You Calling Me Crazy? The Perils of Misdiagnosis By Lisa Di Venuta

This article has been supported by the journalism non-profit Economic Hardship Reporting Project [3].

I am 23 years old, yet I have already lost five years of my life to the full-time job of being crazy. It began innocently enough; I went to my student health center at American University to speak to a counselor about some mild depression. The university counseling center was overcrowded, so I was referred to an off-campus psychiatrist in D.C. I vividly remember sitting on a stiff leather chair in a stark white office as this doctor asked me a list of questions from a sheet of paper. After less than 10 minutes, I was diagnosed with generalized anxiety disorder (GAD) and depression, and prescribed Neurontin and Lexapro. It was the reality of what happens when doctors dole out diagnoses without getting to know their patients.
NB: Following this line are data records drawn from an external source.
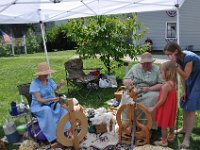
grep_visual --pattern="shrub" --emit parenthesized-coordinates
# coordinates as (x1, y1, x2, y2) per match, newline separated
(26, 28, 39, 53)
(46, 25, 77, 51)
(0, 44, 11, 57)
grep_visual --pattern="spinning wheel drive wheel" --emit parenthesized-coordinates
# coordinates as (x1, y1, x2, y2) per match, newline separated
(117, 103, 152, 130)
(135, 103, 152, 129)
(56, 106, 88, 147)
(116, 103, 152, 145)
(56, 99, 88, 150)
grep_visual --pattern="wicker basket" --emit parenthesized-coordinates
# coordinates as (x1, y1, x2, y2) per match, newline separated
(95, 120, 113, 133)
(114, 86, 126, 101)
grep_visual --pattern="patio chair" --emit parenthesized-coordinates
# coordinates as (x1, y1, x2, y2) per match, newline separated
(64, 58, 101, 98)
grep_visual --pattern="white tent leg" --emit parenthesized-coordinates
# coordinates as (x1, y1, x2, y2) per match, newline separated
(11, 36, 15, 56)
(40, 21, 50, 69)
(23, 34, 27, 54)
(176, 6, 181, 100)
(176, 7, 180, 45)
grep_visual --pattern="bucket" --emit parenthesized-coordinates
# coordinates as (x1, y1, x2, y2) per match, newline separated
(3, 121, 19, 143)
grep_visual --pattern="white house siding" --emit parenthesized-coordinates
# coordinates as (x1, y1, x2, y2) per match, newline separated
(137, 0, 200, 51)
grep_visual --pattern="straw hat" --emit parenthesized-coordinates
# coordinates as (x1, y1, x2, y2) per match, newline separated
(35, 62, 56, 76)
(139, 52, 155, 63)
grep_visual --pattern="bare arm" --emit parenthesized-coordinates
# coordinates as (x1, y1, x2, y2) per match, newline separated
(34, 92, 58, 103)
(148, 84, 170, 112)
(143, 83, 163, 92)
(177, 61, 192, 80)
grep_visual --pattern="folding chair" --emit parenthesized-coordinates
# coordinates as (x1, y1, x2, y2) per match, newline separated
(64, 58, 101, 98)
(17, 83, 32, 106)
(17, 83, 47, 141)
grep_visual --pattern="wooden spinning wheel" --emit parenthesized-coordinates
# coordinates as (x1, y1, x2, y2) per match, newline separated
(56, 99, 88, 150)
(116, 86, 152, 146)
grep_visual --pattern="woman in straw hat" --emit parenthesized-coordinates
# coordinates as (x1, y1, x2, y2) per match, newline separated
(121, 52, 164, 130)
(29, 62, 70, 143)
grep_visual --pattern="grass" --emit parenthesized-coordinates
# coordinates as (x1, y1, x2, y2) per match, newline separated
(0, 50, 200, 149)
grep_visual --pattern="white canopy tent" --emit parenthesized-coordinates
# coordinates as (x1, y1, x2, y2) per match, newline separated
(0, 0, 185, 67)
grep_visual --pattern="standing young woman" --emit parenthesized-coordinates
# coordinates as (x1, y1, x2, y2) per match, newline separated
(163, 42, 200, 148)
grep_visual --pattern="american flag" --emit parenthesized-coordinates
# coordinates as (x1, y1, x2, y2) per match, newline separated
(1, 31, 12, 43)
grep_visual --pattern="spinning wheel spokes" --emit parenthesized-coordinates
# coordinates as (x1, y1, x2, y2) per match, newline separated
(56, 111, 88, 147)
(116, 103, 152, 146)
(56, 99, 88, 149)
(135, 103, 152, 130)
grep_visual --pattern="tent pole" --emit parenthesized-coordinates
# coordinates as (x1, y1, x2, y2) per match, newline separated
(176, 6, 181, 100)
(176, 5, 181, 131)
(40, 21, 50, 69)
(176, 6, 180, 45)
(11, 36, 15, 56)
(23, 34, 27, 54)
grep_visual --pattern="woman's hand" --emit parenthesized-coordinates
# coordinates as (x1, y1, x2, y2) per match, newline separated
(147, 107, 154, 113)
(56, 79, 65, 90)
(143, 86, 150, 92)
(181, 92, 186, 102)
(123, 79, 133, 87)
(51, 97, 60, 102)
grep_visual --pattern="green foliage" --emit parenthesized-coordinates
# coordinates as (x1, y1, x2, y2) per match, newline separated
(64, 14, 147, 74)
(0, 44, 11, 57)
(45, 24, 77, 51)
(26, 28, 39, 53)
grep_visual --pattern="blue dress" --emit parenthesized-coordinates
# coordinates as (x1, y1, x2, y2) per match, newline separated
(30, 78, 70, 142)
(178, 51, 200, 112)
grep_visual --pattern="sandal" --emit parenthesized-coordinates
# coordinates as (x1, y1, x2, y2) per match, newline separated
(154, 138, 168, 147)
(175, 128, 185, 134)
(167, 133, 175, 142)
(180, 140, 190, 149)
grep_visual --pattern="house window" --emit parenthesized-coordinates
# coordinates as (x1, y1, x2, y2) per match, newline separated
(166, 22, 176, 39)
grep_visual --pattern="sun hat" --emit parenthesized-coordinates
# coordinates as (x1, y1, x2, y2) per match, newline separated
(35, 62, 56, 76)
(139, 52, 155, 63)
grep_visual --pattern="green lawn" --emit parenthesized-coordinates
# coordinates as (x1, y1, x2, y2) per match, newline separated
(0, 51, 200, 149)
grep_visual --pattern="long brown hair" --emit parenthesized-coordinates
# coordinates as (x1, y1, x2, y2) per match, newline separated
(163, 42, 183, 59)
(160, 61, 178, 86)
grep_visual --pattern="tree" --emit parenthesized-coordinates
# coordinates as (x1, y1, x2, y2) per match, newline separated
(65, 14, 147, 74)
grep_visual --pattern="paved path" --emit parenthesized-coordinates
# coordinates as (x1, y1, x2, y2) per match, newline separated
(123, 55, 168, 64)
(72, 54, 168, 64)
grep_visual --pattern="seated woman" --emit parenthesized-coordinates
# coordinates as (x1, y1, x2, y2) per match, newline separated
(29, 62, 70, 144)
(121, 52, 163, 129)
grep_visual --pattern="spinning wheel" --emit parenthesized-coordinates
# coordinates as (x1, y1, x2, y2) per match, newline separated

My first summer home from college I sought treatment again. This doctor decided I was bipolar, and prescribed me a mood stabilizer and a different antidepressant. I immediately noticed a change; instead of feeling sad, I felt nothing. My thoughts were fuzzy and I had a hard time remembering to do simple things. One afternoon I went to see a movie with my friend and left my keys in the ignition with the car running and the doors locked.

My doctor decided to add Ritalin to the cocktail, and by the end of the summer I was taking 60 milligrams a day, the highest approved dose for adults. My life spiraled out of control when I went back to D.C. that fall. I was barely sleeping or eating. I felt paranoid sitting in class, so I stopped going. By October, I was forced to take a medical leave of absence, and lost my academic scholarship.

My story is unique, as is the story of every person diagnosed with mental illness. The stakes for me and so many others were not just about mental wellness. They were also about both my economic and educational future. I am still grappling with the financial consequences of misdiagnosis. My psychological maelstrom meant I lost my substantial academic scholarship. I was forced to pay hefty tuition costs after leaving American. I was ultimately shuffled into inpatient psychiatric care, which can cost as much or more than a private university. My credit score is abysmal from unpaid medical bills. Falling behind in school means having to wait longer to find a full-time job in my field. While some of my high school peers are finishing up their second or third degrees, I am just finishing up my bachelor’s. My monetary future at times seems bleak.